I need to prove the formula for the sine of the sum $$\sin(\alpha+\beta) = \sin(\alpha)\cos(\beta) + \sin(\beta)\cos(\alpha)$$ I already know how to prove it when $\alpha,\beta\geq 0$ and $\alpha+\beta <\pi/2$. How can I extend it to any pair of angles? The definition of sine and cosine that I am using is the length of the $y$-axis and the $x$-axis respectively when you intersect the circle of radius 1, but I can't use analytic geometry. Also I can't use complex numbers multiplication. Only relations like $\sin(\alpha +\pi/2) = \cos(\alpha)$.

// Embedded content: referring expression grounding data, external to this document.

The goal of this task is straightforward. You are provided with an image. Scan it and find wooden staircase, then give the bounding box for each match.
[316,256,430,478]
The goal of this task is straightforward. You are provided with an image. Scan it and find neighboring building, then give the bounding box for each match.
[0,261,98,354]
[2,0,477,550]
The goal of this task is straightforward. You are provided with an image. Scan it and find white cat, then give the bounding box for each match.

There is a way, but is quite messy. You should first prove geometricaly that the formula is true for angles $-\pi/2 < \alpha,\beta < \pi/2$ such that $0\leq\alpha + \beta <\pi/2$. This can be done using the same construction you must have done for positive angles.
Now that you know that, suppose that $\pi/2\leq \alpha + \beta <\pi$. Then you can use that $\sin(\alpha+\beta) = \cos(\alpha+\beta -\pi/2)$ and use the formula of the cosine of the sum to obtain $$\cos((\alpha-\pi/2)+\beta) = \cos(\alpha-\pi/2)\cos(\beta) - \sin(\alpha-\pi/2)\sin(\beta) = \sin(\alpha)\cos(\beta) + \cos(\alpha)\sin(\alpha)$$
Using the same you can extend it to all positive angles, and the same for the negative angles.